Re: Another Project for Roger?---Anza Gap
Posted by heartland chris on February 29, 2008 at 03:49:15:

OK, the seismicity is much shallower south than north. I pulled out the fault map to see where this is. I don't know the area but may be higher heat flow south than north, and more contraction north than south (transpression vs. transtension?). So, sure, there are probably geologic causes. A fault that is locked to a deeper depth can give off more seismic energy, everything else being the same. Probably shaking is greater in transpression than transtension (or, at least thrust shakes harded than normal). Loma Prieta hypocenter was in area with deeper seismicity before the quake than other parts of the San Andreas.

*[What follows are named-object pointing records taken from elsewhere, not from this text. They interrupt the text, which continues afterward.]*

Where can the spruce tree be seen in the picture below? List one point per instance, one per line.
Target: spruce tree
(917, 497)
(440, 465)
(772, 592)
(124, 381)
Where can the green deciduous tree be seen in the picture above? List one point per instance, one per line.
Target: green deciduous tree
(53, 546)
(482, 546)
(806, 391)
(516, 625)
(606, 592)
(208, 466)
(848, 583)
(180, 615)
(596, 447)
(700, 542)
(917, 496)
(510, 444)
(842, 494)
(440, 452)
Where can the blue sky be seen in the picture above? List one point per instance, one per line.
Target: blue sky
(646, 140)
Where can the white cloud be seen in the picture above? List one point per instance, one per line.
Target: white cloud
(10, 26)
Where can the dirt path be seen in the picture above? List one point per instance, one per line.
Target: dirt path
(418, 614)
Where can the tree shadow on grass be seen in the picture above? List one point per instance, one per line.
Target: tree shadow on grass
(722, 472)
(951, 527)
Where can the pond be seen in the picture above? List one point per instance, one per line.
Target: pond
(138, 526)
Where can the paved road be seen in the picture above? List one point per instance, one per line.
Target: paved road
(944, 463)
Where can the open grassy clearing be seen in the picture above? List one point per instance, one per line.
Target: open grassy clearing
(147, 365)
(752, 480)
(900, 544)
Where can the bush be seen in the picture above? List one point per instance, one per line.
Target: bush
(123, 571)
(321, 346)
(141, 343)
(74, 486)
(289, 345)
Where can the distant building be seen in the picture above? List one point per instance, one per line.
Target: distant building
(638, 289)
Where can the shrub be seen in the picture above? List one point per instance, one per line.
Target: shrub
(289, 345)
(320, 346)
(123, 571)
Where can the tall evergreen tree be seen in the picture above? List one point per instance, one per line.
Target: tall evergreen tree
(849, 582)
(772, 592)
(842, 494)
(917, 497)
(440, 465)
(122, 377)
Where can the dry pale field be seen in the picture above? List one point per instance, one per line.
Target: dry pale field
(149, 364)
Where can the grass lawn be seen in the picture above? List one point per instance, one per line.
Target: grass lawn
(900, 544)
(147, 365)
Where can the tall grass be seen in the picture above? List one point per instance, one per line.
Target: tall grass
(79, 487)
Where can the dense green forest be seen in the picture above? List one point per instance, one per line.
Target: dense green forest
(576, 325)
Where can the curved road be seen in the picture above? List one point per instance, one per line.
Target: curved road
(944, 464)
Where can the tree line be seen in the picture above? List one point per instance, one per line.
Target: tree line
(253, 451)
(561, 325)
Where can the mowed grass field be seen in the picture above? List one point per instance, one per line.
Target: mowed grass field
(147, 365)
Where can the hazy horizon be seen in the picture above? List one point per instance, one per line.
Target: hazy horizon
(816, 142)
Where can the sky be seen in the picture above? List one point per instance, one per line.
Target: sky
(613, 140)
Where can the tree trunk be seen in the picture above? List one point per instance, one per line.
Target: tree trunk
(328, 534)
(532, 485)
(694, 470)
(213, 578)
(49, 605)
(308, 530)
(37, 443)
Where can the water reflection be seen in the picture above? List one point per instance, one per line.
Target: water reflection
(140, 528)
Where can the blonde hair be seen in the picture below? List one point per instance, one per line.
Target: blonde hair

I'm not an earthquake seismologist, but I think that what you are looking for is worthwhile...although it may take 1000 years to get good at this in any one area. You could look at worldwide quakes in similar fault settings to cut down the wait time (although then it would start to be a job rather than a hobby). You could look into Google Earth and see if earthquakes can be plotted in 3D, or animated with time, on this or some other free 3D software...maybe Roger would be in to helping. This just came up yesterday ...a colleague sent HW an image from Google Earth of eastern Marmara Sea and suroundings...but it looked like the offshore Bathymetry was pasted in to a Google earth oblique view to match, using Illustrator, rather than displaying the bathymetry with Google Earth. I actually don't know what is possible, but think Google Earth can be used for such things.

In research, free is good...until it takes so long to use that time also becomes valuable.